Donnelly: Thatcher was a ‘pragmatic woman’

An IRA prison escapee pardoned by Margaret Thatcher’s government has said she was a pragmatist whose ministers made small concessions as part of dealings with Ireland.

Donnelly: Thatcher was a ‘pragmatic woman’

An IRA prison escapee pardoned by Margaret Thatcher’s government has said she was a pragmatist whose ministers made small concessions as part of dealings with Ireland.

Donal Donnelly, 74, fled Belfast’s Crumlin Road jail – which he dubbed Europe’s Alcatraz – on Boxing Day 1960 while serving a sentence for membership of the armed group during its 1950s border campaign.

The North’s former secretary Lord Douglas Hurd, part of a Conservative government scarred by republican violence including the Brighton bombing just months earlier, agreed to grant the Royal Prerogative of Mercy (RPM) in May 1985.

The decision was made less than two years after the biggest prison break-out in UK history by 38 republicans and came as Hurd began talks with the Irish Government ahead of the UK’s landmark deal on cooperation with the Republic.

Donnelly said: “People would probably be surprised that she was at it but she was a very pragmatic woman.”

He speculated the decision to grant the concession was likely to have served some final purpose.

“They knew that I was not involved with the Provisional or the Official IRA; effectively I was no threat to them,” he said.

Donnelly was born in Omagh in Co Tyrone and now lives in Dublin.

He was serving a 10-year sentence when he escaped in 1960, using hacksaw blades, torn sheets and electric flex as makeshift tools.

Afterwards he lived openly in the Republic, working as a planning and procurement manager at a multinational firm, and published a book on his flight from prison – Escape From Crumlin Road, Europe’s Alcatraz.

Official files released by the Public Records Office of Northern Ireland (PRONI) reveal Donnelly petitioned three times for the remainder of his sentence to be remitted, to allow him to work for his company in Great Britain and Northern Ireland. He said he was initially rejected.

He said: “The British government was probably saying yes to what I would consider small things to indicate that they were not as intransigent.”

He added: “Sending out a message that they were not pleased was saying no to what we would consider as unimportant things and another time they might say yes.”

The use of pardons following the 1998 Good Friday peace agreement was disclosed earlier this year after the dramatic collapse of the trial of a man accused of the Hyde Park bombing.

Records released on Friday shed light on the thinking of senior civil servants considering the controversial practice much earlier, while the conflict was still fierce and when Lady Thatcher’s government was adamantly opposed to granting any concessions to republicans.

The month Hurd approved the pardon he was tasked with overseeing talks with the Irish Government on the Northern Ireland issue, which led to the Anglo-Irish Agreement (AIA) – for the first time giving the Republic a consultative role on Northern Ireland and leading to closer security cooperation.

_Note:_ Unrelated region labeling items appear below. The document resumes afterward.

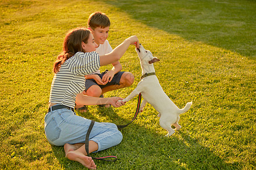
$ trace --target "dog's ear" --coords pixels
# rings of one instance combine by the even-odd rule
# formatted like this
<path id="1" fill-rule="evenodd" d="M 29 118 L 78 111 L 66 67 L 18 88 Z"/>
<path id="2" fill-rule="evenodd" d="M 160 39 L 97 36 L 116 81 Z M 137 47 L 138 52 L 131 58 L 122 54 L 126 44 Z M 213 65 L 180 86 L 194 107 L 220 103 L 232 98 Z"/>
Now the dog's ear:
<path id="1" fill-rule="evenodd" d="M 154 63 L 155 62 L 157 62 L 157 61 L 159 61 L 160 60 L 156 57 L 154 57 L 153 59 L 152 59 L 151 60 L 150 60 L 150 61 L 148 61 L 149 63 Z"/>

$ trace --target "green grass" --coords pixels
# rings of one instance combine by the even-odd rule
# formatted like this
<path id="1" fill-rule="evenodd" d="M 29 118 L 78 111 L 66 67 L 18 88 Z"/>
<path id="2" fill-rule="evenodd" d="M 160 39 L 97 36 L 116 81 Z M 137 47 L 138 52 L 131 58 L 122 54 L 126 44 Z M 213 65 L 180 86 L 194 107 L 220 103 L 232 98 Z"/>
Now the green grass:
<path id="1" fill-rule="evenodd" d="M 147 104 L 121 130 L 119 145 L 92 154 L 118 157 L 115 163 L 95 160 L 98 169 L 255 169 L 255 6 L 249 0 L 1 0 L 0 169 L 85 169 L 65 158 L 63 147 L 49 144 L 43 118 L 65 33 L 102 11 L 112 22 L 112 46 L 137 35 L 160 59 L 154 66 L 167 95 L 179 108 L 193 104 L 170 138 Z M 105 96 L 125 97 L 135 88 L 137 56 L 131 46 L 120 61 L 134 75 L 134 84 Z M 78 114 L 125 124 L 137 102 L 90 106 Z"/>

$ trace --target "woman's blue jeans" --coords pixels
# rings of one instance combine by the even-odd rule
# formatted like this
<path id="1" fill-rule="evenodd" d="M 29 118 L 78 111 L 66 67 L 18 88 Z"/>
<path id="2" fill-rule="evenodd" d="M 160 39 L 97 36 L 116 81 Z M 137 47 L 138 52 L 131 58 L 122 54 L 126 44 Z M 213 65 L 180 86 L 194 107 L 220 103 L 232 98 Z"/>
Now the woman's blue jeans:
<path id="1" fill-rule="evenodd" d="M 85 143 L 90 122 L 91 120 L 76 116 L 67 109 L 49 112 L 44 117 L 46 138 L 56 146 Z M 119 144 L 122 138 L 115 124 L 95 122 L 89 140 L 98 143 L 98 150 L 95 151 L 97 152 Z"/>

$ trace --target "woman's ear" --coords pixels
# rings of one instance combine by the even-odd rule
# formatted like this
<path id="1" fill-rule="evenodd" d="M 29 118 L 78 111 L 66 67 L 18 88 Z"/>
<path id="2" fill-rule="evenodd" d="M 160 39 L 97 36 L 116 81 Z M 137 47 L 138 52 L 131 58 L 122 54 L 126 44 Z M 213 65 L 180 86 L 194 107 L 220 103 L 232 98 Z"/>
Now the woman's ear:
<path id="1" fill-rule="evenodd" d="M 85 43 L 84 43 L 84 41 L 82 41 L 82 44 L 81 44 L 81 45 L 82 45 L 82 48 L 84 50 L 85 50 Z"/>

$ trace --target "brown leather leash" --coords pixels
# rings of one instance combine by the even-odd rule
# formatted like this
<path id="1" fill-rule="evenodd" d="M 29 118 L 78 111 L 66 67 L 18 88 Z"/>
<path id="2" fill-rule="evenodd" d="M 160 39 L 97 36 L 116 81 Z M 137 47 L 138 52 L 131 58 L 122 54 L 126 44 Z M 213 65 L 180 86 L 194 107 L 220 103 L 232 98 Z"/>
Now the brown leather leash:
<path id="1" fill-rule="evenodd" d="M 139 113 L 139 107 L 141 107 L 141 94 L 140 93 L 139 94 L 139 97 L 138 99 L 138 104 L 137 104 L 137 108 L 136 109 L 136 112 L 135 114 L 134 115 L 134 117 L 133 118 L 133 120 L 131 120 L 131 121 L 130 121 L 129 124 L 126 124 L 126 125 L 117 125 L 117 128 L 118 129 L 122 129 L 123 128 L 126 127 L 127 126 L 128 126 L 129 125 L 130 125 L 130 124 L 131 124 L 132 122 L 133 122 L 133 121 L 134 120 L 136 119 L 137 116 L 138 116 L 138 113 Z M 90 122 L 90 126 L 89 127 L 88 130 L 87 131 L 86 133 L 86 135 L 85 137 L 85 151 L 86 151 L 87 153 L 87 156 L 90 156 L 92 157 L 92 158 L 93 159 L 98 159 L 98 160 L 105 160 L 105 161 L 108 161 L 108 162 L 115 162 L 117 160 L 117 157 L 115 156 L 104 156 L 104 157 L 93 157 L 92 156 L 90 156 L 89 154 L 89 135 L 90 135 L 90 131 L 92 131 L 92 129 L 93 127 L 93 125 L 94 124 L 94 120 L 92 120 L 92 122 Z"/>

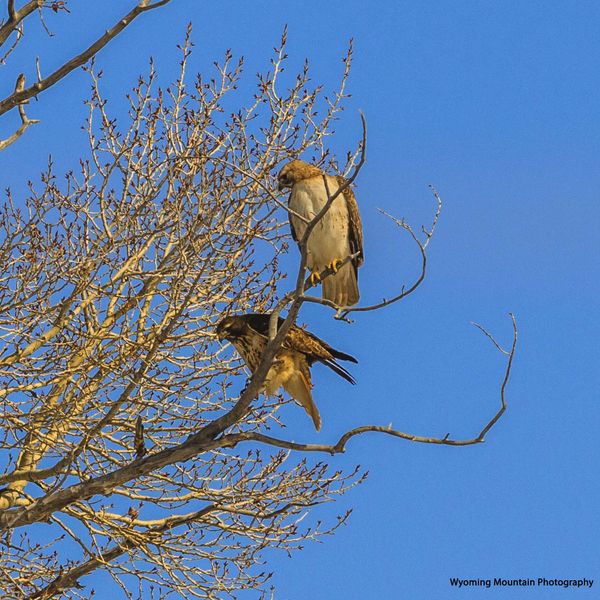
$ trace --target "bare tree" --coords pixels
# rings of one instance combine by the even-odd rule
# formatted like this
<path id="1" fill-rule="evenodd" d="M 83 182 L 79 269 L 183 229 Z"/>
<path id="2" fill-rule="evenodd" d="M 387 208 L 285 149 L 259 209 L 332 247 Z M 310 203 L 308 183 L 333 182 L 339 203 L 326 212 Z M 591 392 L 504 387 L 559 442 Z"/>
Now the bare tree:
<path id="1" fill-rule="evenodd" d="M 502 415 L 516 327 L 508 351 L 492 338 L 506 355 L 501 406 L 473 439 L 379 426 L 331 445 L 277 435 L 286 401 L 260 390 L 301 305 L 327 304 L 308 295 L 306 239 L 340 190 L 308 225 L 295 284 L 283 293 L 286 207 L 273 173 L 299 154 L 336 168 L 326 142 L 351 59 L 350 49 L 327 97 L 310 87 L 307 65 L 280 82 L 284 47 L 285 35 L 254 97 L 235 112 L 225 107 L 240 106 L 242 62 L 228 54 L 214 78 L 188 86 L 189 37 L 177 81 L 162 91 L 153 71 L 141 78 L 124 123 L 109 114 L 90 69 L 89 157 L 64 180 L 50 164 L 24 211 L 8 193 L 0 215 L 5 598 L 89 598 L 80 579 L 98 569 L 126 597 L 136 586 L 139 597 L 154 589 L 187 598 L 260 588 L 261 553 L 334 531 L 347 514 L 328 525 L 301 521 L 364 477 L 314 453 L 342 452 L 366 432 L 476 444 Z M 349 183 L 365 147 L 366 131 L 340 169 Z M 382 305 L 333 306 L 334 315 L 382 308 L 418 287 L 440 215 L 435 198 L 433 225 L 421 234 L 396 221 L 418 247 L 418 280 Z M 243 367 L 214 327 L 249 310 L 272 312 L 272 339 L 237 394 Z M 65 558 L 73 545 L 79 556 Z"/>
<path id="2" fill-rule="evenodd" d="M 14 144 L 29 128 L 30 125 L 39 123 L 36 119 L 30 119 L 25 112 L 25 104 L 31 98 L 37 97 L 38 94 L 51 88 L 58 83 L 63 77 L 68 75 L 77 67 L 85 65 L 92 59 L 108 42 L 119 35 L 128 25 L 140 15 L 168 4 L 171 0 L 138 0 L 138 3 L 125 15 L 123 15 L 112 27 L 108 28 L 98 39 L 90 46 L 82 50 L 76 56 L 66 60 L 52 73 L 42 76 L 40 69 L 39 58 L 36 61 L 37 78 L 35 83 L 26 85 L 25 75 L 21 73 L 16 80 L 14 90 L 0 100 L 0 116 L 9 113 L 15 108 L 19 112 L 21 125 L 14 131 L 12 135 L 4 140 L 0 140 L 0 150 L 4 150 L 11 144 Z M 7 2 L 7 18 L 0 23 L 0 66 L 6 64 L 11 54 L 17 46 L 23 43 L 25 38 L 25 23 L 36 12 L 42 21 L 46 31 L 48 31 L 44 13 L 46 11 L 53 12 L 69 12 L 68 0 L 28 0 L 21 6 L 15 7 L 15 0 Z M 48 31 L 48 33 L 50 33 Z"/>

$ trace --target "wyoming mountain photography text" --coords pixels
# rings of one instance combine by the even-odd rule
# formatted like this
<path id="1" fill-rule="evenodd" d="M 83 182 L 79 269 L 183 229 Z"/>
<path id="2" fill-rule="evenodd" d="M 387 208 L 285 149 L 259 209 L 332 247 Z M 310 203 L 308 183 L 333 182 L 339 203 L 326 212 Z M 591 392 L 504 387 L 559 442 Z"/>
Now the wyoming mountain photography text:
<path id="1" fill-rule="evenodd" d="M 450 577 L 450 586 L 458 588 L 491 588 L 491 587 L 555 587 L 555 588 L 584 588 L 591 589 L 594 585 L 593 579 L 546 579 L 545 577 L 527 579 L 460 579 Z"/>

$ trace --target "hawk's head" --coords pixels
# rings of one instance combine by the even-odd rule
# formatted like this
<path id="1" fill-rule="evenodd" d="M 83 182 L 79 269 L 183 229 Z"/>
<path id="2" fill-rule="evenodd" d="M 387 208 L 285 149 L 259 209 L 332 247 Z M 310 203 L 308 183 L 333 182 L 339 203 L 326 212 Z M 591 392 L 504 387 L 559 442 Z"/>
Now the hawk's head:
<path id="1" fill-rule="evenodd" d="M 244 317 L 239 315 L 233 315 L 231 317 L 225 317 L 217 325 L 217 337 L 220 340 L 234 340 L 242 335 L 246 331 L 246 321 Z"/>
<path id="2" fill-rule="evenodd" d="M 292 187 L 297 181 L 318 177 L 322 174 L 323 171 L 315 165 L 309 165 L 303 160 L 291 160 L 279 171 L 277 176 L 278 188 L 281 191 L 286 187 Z"/>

Less than a year earlier, in October 1984, the IRA had targeted a Conservative Party conference in Brighton in a bombing which nearly wiped out the cabinet.

Thatcher had become famous for her unbending handling of the republican prison hunger strike of 1981, in which 10 men died including Sinn Féin MP Bobby Sands.

But her signing of the 1985 agreement with Ireland paved the way for the 1998 Good Friday peace accord which ended IRA and loyalist violence and allowed for the release of conflict prisoners.

In the newly-released records an NIO official suggested: “I cannot help feeling that given the Northern Ireland situation, the time will never be exactly right.

“However the prisons are quiescent at the moment, the Maze escape is 18 months behind us and the trial of the recaptured escapers is some months ahead. If we hold off until the late summer we may well end up deferring action yet again rather than remit Donnelly’s sentences during, or immediately after, that trial.”

An extradition agreement between Britain and the Republic of Ireland was introduced in 1987 and the first extradition happened some years later.

Current Northern Ireland secretary Theresa Villiers has revealed that the royal prerogative was exercised in Northern Ireland on at least 365 occasions between 1979 and 2002.

But the true total may well be higher as the NIO has been unable to find the records for the 10-year period from 1987 to 1997.

A spokeswoman for the department said: “The use of the Royal Prerogative of Mercy has changed significantly since 1985.

“The introduction of the Criminal Cases Review Commission, statutory provisions on sentence remission for assisting offenders, and other routes for cases to be reviewed by the courts, mean that use of the RPM is now far more rare. It has not been used in Northern Ireland since 2002.”